Sosyalizmin yenilgisinin dış ve iç bir karşı devrimin sonucu olduğu değerlendirmesinin ise doğru bir saptama olduğunu kabul etmek gerekir.

Dış kaynaklı karşı devrimin Sovyetler Birliği’nde iç gelişimi ne kadar dikkatlice okuduğu ve bu gelişime kendini nasıl ayarladığını ve Sovyet hâkimiyetini yok etme amacını güçlendirmeye ne kadar yaklaştığını ise, Churchill ve ABD Dışişleri Bakanı Dulles’ın söylemleri kanıtlamaktadır.

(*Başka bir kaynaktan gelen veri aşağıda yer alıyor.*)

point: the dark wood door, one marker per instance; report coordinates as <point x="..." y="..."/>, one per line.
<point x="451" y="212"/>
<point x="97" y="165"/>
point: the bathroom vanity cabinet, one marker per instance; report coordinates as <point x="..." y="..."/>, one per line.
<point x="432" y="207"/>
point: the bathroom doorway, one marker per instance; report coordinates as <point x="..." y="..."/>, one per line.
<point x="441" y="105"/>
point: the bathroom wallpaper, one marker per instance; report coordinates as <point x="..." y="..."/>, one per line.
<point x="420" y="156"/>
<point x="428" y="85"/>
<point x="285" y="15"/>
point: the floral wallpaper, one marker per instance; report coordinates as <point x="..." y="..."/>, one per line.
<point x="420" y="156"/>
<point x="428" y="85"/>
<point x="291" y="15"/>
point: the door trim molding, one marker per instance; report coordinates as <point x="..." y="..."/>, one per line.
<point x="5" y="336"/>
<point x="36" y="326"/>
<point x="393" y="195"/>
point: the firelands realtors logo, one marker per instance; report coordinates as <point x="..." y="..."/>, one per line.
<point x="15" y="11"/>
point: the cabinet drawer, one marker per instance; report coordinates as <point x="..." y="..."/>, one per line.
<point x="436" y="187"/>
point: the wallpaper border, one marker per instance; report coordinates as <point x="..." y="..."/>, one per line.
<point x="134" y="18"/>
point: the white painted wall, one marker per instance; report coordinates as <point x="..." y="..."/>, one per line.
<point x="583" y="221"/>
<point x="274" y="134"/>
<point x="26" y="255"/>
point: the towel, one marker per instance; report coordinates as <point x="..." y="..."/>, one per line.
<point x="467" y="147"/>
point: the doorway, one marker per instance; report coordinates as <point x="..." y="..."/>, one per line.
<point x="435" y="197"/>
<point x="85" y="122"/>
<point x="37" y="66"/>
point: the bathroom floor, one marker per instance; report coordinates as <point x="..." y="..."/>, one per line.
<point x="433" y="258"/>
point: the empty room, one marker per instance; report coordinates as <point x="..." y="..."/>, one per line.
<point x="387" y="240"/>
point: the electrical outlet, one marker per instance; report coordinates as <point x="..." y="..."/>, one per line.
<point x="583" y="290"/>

Avam Kamarası’nda başbakan Churchill 11 Mayıs 1953’te yaptığı konuşmada:

“Sovyet bölgesinde özellikle de Kremlin’de Stalin’in ölümünden sonra meydana gelen anlayış ve ruh halinin ne kadar önemli olduğunu biliyoruz.” Yani, demek istiyor ki, her devlet belirli bir değimin sonrasında, belirli bazı şeylere göz atarsa, bu bir işbirliği ortaklığı için faydasızlık yerine mutlaka bir fayda getirirdi (!, K.G.)

Uluslararası politikada genel bir düzenlemeye ulaşmak için doğal bir istencimizin tedavi edici bir evrimleşmenin Rusya içerisinde gerçekleşmesi yolunda hiç de istenmeden yapılmış bir hatamız olmazdı.”24  Bu gerçekten de erken, belki de “Yakınlaşma ile Dönüşüm”ün ‘doğrudan olmayan bir strateji’siydi.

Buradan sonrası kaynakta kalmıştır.